Signs and SymptomsOften the first symptom of sinusitis is pain and pressure over the cheekbones or above the eyes. A history of a common cold, dental infection or seasonal allergies may also be present. People also experience nasal congestion, thick nasal discharge, fever, chills and headaches. If the infection is chronic, the symptoms may be milder and may include bad breath, a nonproductive cough and post-nasal drip. If vision starts to change, swelling around the eyes or if there is pain or difficulty moving the eyes, emergency assistance should be sought immediately.

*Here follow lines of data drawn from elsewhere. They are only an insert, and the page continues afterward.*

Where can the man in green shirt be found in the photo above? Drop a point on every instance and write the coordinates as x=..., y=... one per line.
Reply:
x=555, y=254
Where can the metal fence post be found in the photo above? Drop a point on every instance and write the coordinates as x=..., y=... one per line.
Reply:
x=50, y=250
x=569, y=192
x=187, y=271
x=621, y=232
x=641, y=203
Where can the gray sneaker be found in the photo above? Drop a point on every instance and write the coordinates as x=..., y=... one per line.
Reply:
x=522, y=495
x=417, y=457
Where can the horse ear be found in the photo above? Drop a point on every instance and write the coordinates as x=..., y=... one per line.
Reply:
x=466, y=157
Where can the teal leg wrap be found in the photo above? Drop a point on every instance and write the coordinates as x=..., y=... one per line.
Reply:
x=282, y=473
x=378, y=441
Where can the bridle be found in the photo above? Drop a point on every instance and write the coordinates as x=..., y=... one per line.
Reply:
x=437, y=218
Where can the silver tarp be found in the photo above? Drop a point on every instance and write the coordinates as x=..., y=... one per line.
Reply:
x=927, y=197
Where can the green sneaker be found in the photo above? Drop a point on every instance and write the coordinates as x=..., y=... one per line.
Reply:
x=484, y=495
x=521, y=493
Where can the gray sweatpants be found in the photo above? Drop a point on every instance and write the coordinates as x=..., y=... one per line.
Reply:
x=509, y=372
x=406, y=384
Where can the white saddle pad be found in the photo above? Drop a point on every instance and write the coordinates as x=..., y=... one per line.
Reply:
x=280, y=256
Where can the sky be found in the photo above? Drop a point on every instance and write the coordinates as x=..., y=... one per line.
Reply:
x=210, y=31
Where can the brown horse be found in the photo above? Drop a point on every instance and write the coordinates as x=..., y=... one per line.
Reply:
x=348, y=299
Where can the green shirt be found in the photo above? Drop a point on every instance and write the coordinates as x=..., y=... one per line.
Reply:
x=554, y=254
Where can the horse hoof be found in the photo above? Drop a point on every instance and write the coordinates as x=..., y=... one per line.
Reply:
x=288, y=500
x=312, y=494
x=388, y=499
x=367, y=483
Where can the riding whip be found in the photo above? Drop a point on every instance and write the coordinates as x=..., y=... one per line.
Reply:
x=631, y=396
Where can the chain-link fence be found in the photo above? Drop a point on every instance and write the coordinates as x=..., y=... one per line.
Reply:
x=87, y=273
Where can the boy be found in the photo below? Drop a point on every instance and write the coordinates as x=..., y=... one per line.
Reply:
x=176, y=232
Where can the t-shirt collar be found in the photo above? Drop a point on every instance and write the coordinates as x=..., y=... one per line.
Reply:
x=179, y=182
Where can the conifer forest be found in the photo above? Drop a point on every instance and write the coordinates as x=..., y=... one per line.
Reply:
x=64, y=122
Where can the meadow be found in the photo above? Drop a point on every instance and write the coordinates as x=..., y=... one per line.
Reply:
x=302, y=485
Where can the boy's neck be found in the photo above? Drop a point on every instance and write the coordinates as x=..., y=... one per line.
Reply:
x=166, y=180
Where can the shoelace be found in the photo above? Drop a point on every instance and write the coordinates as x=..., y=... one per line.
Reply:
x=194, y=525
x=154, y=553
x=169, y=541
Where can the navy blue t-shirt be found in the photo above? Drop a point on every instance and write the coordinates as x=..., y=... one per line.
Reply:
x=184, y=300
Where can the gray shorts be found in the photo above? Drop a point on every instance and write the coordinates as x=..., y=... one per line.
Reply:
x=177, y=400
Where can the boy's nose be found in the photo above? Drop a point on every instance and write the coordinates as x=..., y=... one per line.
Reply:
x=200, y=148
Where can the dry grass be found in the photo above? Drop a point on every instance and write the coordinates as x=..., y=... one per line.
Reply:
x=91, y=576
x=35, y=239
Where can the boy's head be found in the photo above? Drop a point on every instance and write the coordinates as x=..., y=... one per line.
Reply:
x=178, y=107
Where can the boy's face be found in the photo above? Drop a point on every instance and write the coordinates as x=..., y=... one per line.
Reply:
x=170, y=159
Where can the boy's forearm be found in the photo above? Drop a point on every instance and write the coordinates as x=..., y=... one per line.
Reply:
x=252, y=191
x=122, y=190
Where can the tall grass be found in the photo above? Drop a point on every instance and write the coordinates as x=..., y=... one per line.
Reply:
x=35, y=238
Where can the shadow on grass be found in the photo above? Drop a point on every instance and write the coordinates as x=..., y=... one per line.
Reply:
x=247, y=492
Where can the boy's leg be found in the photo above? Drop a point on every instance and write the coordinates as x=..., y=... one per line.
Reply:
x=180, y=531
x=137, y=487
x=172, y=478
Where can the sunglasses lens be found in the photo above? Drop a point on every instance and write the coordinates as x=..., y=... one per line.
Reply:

Sometimes X-rays or a CT scan of the sinuses proves useful in diagnosing chronic cases of sinusitis. Cultures taken from the sinuses are a sure way to identify the type of infection, but usually are not necessary. History along with pain over sinuses and decreased transillumination over sinuses is usually sufficient for diagnosing this condition.
Treatments for Sinusitis
General western medical treatment includes drinking plenty of water, steam inhalation 20-30 minutes 3 times a day, saline nasal irrigation, elevate head of bed to facilitate sinuses draining, avoid smoke fumes, caffeine and alcohol. Antibiotics are given when the infection appears to be bacterial in origin and has lasted more than 5-10 days. On occasion, surgery is used to remove blockages in the sinus cavities that prevent proper drainage.
In addition to the general medical recommendations, a natural therapist may use supplements or herbs to help strengthen the immune system, eliminate food allergies to decrease amount of drainage and use local applications of heat to relieve pain. Some supplements to boost immune function include Vitamin C, Bioflavonoids, Vitamin A, Beta-carotene and Zinc. Botanical medicines include Echinacea, Goldenseal (Hydrastis Canadensis) and Osha (Ligusticum porterii). Both Bromelain and N-Acetylcysteine may liquefy nasal discharge making drainage easier. Eliminating common food allergies often decreases symptoms of sinusitis. Common food allergens include milk, wheat, eggs, citrus, corn and peanut butter. If seasonal or environmental allergens are the cause, flushing the nasal passages with saline can remove irritating substances from the nasal mucosa.
Local applications of hot packs to sinuses can increase nasal discharge and decrease pressure and pain. Steam inhalation with or without essential oils (bitter orange or eucalyptus) can help open passages and fight infection.
Prevention and Self-careKeeping the immune system strong is always helpful to prevent infection. This is done by eating a healthy, whole foods diet, drinking plenty of water, getting enough rest and keeping stress levels down. Eating foods that stimulate the immune system and keep the sinuses open can also offer support. Such foods include garlic, onions, ginger, mustard, horseradish and mushrooms. Avoid foods that you are allergic or sensitive to. These foods put an extra load on your immune system making it more difficult to fight infections. Avoid refined foods, heavy protein foods, sugar and sweet foods, dairy products and caffeine during and infection. Consulting a healthcare professional is always recommended as they can assess your condition and create an individualized treatment plan.